Cyprus courts have an established power to issue interim orders and injunctive relief with an international effect, provided that the following conditions are met:
- a serious issue exists, that is to be tried in the main proceedings
- it appears that the applicant has a probability to obtain a favourable judgment in the main proceedings
- there is a substantial risk that, if the interim order is not granted, it will be difficult or impossible for Justice to be served at a later stage; and
- the balance of convenience is in favour of the applicant.
Ex party injunctive relief is available, where urgency can be established.
Additional requirements may apply depending on the precise interim relief sought. Such relief is in most cases accompanied by an order for the provision of a guarantee by the applicant, to secure any losses the respondent may suffer where the order is reversed at a later stage.
We set out below the types of interim orders and injunctive relief that Cyprus courts can issue:
Freezing injunctions over assets in any part of the world can be issued upon a successful application, including both tangible (immovable property only if situated in Cyprus) and intangible assets (i.e. funds, deposits, shares, goods).
Discovery and tracing orders
In the context of such applications, Cyprus Courts can issue orders:
- for disclosure of the location and value of assets
- for tracing purposes, leading to the disclosure of information and documents regarding assets so as to enable the person having suffered damage to pursue proceedings against the tortfeasors.
Injunctions preventing acts or events from taking place
Courts can issue orders preventing various acts or events, such as the performance of contractual obligations, the implementation of corporate resolutions or the convening of corporate General Meetings.
Appointment of Interim Receiver or Administrator
Cypriot courts may be seized and have jurisdiction to issue an order appointing an interim receiver or administrator of assets, in the form of ancillary relief in support of the protective regime imposed by a freezing order or any other interim order. The court would be expected to stipulate the powers, duties and rights of such receiver or administrator.
In issuing such orders, the court may instruct the applicant to secure by a bank guarantee the fees of the receiver to be appointed, in addition to a guarantee to secure any losses of the respondent where the order is reversed at a later stage.

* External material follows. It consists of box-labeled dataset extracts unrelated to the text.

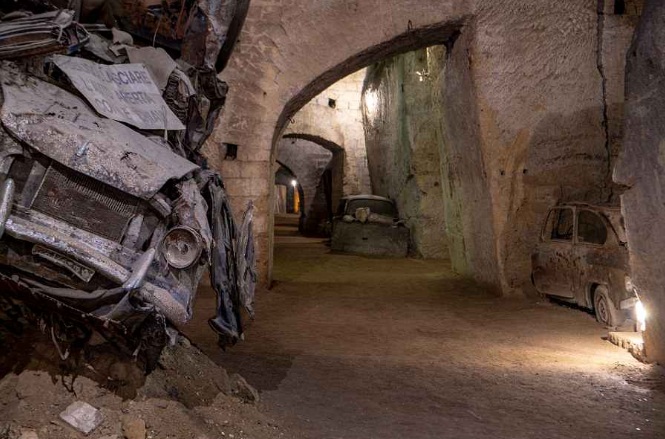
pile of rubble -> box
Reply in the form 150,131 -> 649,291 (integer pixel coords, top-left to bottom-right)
0,337 -> 284,439
0,0 -> 256,369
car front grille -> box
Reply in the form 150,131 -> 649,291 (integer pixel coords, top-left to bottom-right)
31,162 -> 139,242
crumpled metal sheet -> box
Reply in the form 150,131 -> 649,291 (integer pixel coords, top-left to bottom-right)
0,66 -> 198,199
236,201 -> 257,317
0,10 -> 89,59
206,171 -> 242,346
53,53 -> 185,130
182,0 -> 238,72
127,47 -> 177,91
173,179 -> 213,254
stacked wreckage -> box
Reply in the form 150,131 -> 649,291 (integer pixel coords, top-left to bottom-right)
0,0 -> 255,367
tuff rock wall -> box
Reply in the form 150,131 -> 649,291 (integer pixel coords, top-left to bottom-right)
206,0 -> 630,295
614,0 -> 665,364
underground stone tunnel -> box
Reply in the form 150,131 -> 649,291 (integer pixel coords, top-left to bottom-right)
0,0 -> 665,439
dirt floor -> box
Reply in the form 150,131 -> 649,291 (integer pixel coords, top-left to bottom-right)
185,220 -> 665,439
0,334 -> 282,439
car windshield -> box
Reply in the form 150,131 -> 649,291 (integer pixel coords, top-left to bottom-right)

Chabra or garnishee orders
Chabra (or garnishee) orders are injunctions issued by Cyprus Courts against a defendant other than the main defendant, where there are reasonable grounds to believe that such a co-defendant is in possession or control of assets that the principal defendant is entitled to.
Such an order is granted to prevent subsequent losses to the claimant applying for such order.
If the court is satisfied on a prima facie basis that such assets are in the possession or control of the co-defendant a Chabra order can be issued freezing or blocking the said assets held by the co-defendant as ancillary and incidental to the main claim against the principal defendant, despite there being no direct cause of action against such co-defendant.
Search (or Anton Piller) orders usually require the respondent to admit another party to its premises for the purpose of preserving evidence or property, which is or may become the subject matter of the main proceedings.
Among other grounds and situations, search orders may be pursued by a party so as to:
- allow the discovery and preservation of evidence in the possession of the respondent and likely to be concealed or destroyed by the latter
- prevent the respondent from causing others to destroy or conceal evidence
- unveil harm and damage the applicant may have suffered.
Orders in aid or support of international arbitration
Cyprus courts can issue orders in aid or support of international arbitration proceedings, wherever these arbitral proceedings are held.
Orders in aid or support of proceedings in other EU member states
Cyprus courts can issue interim relief in relation to judicial and arbitral proceedings pending in another EU member state.
Each case is factually and legally different and a feasibility assessment must take place prior to any application for injunctive or interim relief.
The content of this article is intended to provide a general guide to the subject matter. Specialist advice should be sought about your specific circumstances.